Aarde

Verbinding met de aarde waardoor stroom kan weglopen. Metalen geleider die in de grond zit.
Aardlekschakelaar

Als er een verschil is tussen de stroomsterkte in en uit het huis onderbreekt de aardlekschakelaar de stroomkring.
Batterij

Een spanningsbron die chemische energie omzet in elektrische energie. Een batterij levert altijd gelijkstroom.
Condensator

Houdt een kleine hoeveelheid lading vast. Kan plotselinge pieken en dalen in de spanning compenseren. Gebruikt tijdens het opladen elektrische energie en geeft bij het ontladen energie af. Laat geen stroom door. Vergelijkbaar met een batterij met een hele kleine capaciteit en snel opladen en ontladen.
Diode

Een diode laat in een richting de stroom door en houd in de andere richting de stroom tegen.
Drukschakelaar

Als een gebruiker de knop indrukt laat de drukschakelaar stroom door. Als de gebruiker niets doet wordt de stroomkring onderbroken.
Dubbele Isolatie

Een snoer bevat een metalen kern voor de stroomgeleiding. Om de kern zijn meerdere lagen isolatie materiaal aangebracht.
Gelijkspanning

Een spanningsbron heeft een + en een - pool. De stroom kan van + naar - lopen.
Generator

Zet bewegingsenergie om in elektrische energie. Meestal wordt een draaibeweging door een magneet en een spoel omgezet in elektrische stroom. Sommige generatoren kunnen ook als motor gebruikt worden.
kWh meter

Meet de gebruikte energie in kWh. kilo-Watt-uur
Lamp

Zet elektrische energie om in licht en warmte.
LDR

Een van licht afhankelijke weerstand. Light Dependent Resistor
Led

Zet elektrische energie om in licht en een klein beetje warmte. Laat net als een diode stroom in maar in een richting door. LED staat voor Light Emitting Diode.
Lichtpunt

Een aansluitpunt voor verlichting.
Massa

Vergelijkbaar met aarde maar niet perse verbonden met de aarde. Een elektrische verbinding met een grote massa zodat stroom weg kan lopen.
Microfoon

Zet geluid om in een elektrisch signaal.

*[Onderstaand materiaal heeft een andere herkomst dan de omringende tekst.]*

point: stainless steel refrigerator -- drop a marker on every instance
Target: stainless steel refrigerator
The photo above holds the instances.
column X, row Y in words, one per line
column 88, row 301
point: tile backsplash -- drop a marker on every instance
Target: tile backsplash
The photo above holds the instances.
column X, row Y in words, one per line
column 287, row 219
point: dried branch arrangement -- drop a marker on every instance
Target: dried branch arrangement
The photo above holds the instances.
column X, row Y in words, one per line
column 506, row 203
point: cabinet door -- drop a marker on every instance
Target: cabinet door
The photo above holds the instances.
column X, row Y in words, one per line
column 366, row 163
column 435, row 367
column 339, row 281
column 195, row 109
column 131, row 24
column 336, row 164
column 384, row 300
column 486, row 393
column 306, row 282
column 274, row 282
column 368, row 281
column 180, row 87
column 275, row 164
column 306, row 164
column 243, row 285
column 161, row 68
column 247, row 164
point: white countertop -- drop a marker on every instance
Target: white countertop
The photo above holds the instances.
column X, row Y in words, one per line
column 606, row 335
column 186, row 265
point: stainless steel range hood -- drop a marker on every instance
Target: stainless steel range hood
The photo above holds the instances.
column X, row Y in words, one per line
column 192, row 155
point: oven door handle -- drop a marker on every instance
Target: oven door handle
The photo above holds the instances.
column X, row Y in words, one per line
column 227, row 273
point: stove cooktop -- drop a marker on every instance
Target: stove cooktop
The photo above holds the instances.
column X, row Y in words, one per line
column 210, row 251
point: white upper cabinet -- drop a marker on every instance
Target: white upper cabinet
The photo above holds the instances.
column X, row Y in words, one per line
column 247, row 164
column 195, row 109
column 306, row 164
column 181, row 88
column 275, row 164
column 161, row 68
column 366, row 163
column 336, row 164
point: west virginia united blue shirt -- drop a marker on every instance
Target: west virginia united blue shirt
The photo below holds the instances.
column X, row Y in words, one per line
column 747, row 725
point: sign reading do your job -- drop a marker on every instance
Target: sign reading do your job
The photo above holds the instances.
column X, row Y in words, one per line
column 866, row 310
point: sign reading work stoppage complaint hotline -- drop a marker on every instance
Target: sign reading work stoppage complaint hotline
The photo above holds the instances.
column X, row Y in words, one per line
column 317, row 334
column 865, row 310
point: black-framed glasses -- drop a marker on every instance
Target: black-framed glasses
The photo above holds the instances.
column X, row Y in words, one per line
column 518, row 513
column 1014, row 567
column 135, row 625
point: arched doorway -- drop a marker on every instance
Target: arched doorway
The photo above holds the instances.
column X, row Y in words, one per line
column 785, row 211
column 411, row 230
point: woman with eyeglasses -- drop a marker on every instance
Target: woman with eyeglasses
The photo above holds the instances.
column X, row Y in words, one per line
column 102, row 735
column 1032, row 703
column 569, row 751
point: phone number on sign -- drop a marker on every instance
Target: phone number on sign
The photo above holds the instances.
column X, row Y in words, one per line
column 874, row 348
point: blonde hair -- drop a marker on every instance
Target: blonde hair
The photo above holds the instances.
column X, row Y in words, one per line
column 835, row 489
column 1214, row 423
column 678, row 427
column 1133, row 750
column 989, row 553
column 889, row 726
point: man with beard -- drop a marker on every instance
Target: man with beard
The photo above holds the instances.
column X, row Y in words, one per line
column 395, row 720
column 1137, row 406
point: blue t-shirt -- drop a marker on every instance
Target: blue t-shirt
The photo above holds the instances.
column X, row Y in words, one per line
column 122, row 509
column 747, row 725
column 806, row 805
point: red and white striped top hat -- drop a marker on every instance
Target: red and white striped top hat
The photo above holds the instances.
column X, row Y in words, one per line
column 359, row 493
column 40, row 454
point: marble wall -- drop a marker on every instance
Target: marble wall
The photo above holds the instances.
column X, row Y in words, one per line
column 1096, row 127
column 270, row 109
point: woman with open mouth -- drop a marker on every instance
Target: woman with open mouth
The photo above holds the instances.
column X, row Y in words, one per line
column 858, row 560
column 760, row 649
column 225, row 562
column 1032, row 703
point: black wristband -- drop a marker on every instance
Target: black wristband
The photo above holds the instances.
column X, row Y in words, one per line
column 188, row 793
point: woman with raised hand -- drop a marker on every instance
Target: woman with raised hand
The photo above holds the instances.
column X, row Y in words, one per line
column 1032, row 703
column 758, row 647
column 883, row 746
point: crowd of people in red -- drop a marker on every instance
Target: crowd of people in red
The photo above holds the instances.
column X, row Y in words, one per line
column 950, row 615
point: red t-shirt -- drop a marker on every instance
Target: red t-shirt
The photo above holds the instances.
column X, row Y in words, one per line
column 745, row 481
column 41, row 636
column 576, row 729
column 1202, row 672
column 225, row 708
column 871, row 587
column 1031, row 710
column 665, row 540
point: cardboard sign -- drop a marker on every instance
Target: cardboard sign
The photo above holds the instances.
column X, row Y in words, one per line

Dit signaal heeft een kleine spanning.
Motor

Zet elektrische energie om in bewegingsenergie. Meestal in een draaibeweging. Sommige motoren kunnen ook als generator gebruikt worden.
NTC

Een weerstand die afhankelijk is van de temperatuur.
Potentiometer

Een weerstand die instelbaar is door een gebruiker.
Reedcontact

Schakelaar die op magnetisme reageert. Schakelt in als een magnetisch veld in de buurt is en uit als er geen magnetisch veld is. Kan ook omgekeerd werken.
Relais

Schakelt een stroomkring met een grote spanning of stroomsterkte. Hiervoor wordt een stroomkring met kleinere spanning en stroomsterkte gebruikt. Combinatie van elektromagneet en reedcontact.
Schakelaar

Kan door een gebruiker geschakeld worden zodat stroom doorgelaten wordt, of onderbroken wordt.
Spanningsbron

Algemeen symbool voor verschillende soorten spanningsbronnen.
Spanningsdeler

Een weerstand met 3 aansluitingen. Tussen de linker en rechter aansluiting zit een bepaalde vaste weerstand. De bovenste aansluiting heeft een weerstand die varieert tussen 0 en de hoofdweerstand.
Spanningsmeter

Meet de spanning tussen 2 punten in een schakeling. De spanningsmeter wordt paralel geschakeld aan wat er gemeten wordt.
Speaker

Zet een elektrisch signaal om in geluid. De speaker ontvangt wisselstroom. De spanning bepaald het volume, de frequentie bepaald de toon.
Spoel

Draad in een spiraal. Zet elektrische energie om in een magnetisch veld.
Spoel met kern

Draad in een spiraal om een ijzeren kern heen. Zet elektrische energie om in een magnetisch veld.
Stroommeter

Meet de stroomsterkte door een schakeling. De stroommeter staat in serie met wat gemeten wordt.
Transformator

Bestaat uit 2 spoelen (en een ijzeren juk). Zet wisselstroom om in een wisselstroom met een andere spanning en stroomsterkte.
Transistor

3 Aansluitingen. Boven: Collector, wordt aangesloten op de + kant van schakeling. Links: Basis, ontvangt een klein + signaal met een lage spanning. Onder: Emitter, wordt aangesloten op de - kant van de schakeling. De transistor laat alleen stroom door van collector naar emitter als een kleine spanning op de basis staat.
Weerstand

Zet elektrische energie om in warmte.
Wissel of Gelijkspanning

De gebruiker kan de stroombron instellen op wisselspanning of gelijkspanning.
Wisselschakelaar

Schakelt de stroomkring tussen 2 verschillende uitgangen. 1 van de 2 uitgangen is altijd verbonden met de ingang. Geleid stroom 2 richtingen op.
Wisselspanning

+ en - pool wisselen regelmatig om. Europese standaard voor wisselspanning is 50 Hz. Beide polen zijn per seconde 50x positief en 50x negatief.
Zekering

Geleid elektrische stroom tot een bepaalde stroomsterkte. Als de maximale stroomsterkte overschreden wordt, wordt de stroomkring onderbroken tot de zekering vervangen of herstelt wordt door de gebruiker.
Zoemer

Zet elektrische energie om in geluid. Anders dan een speaker maakt een zoemer alleen een bepaalde toon waarbij de stroomsterkte het volume bepaald.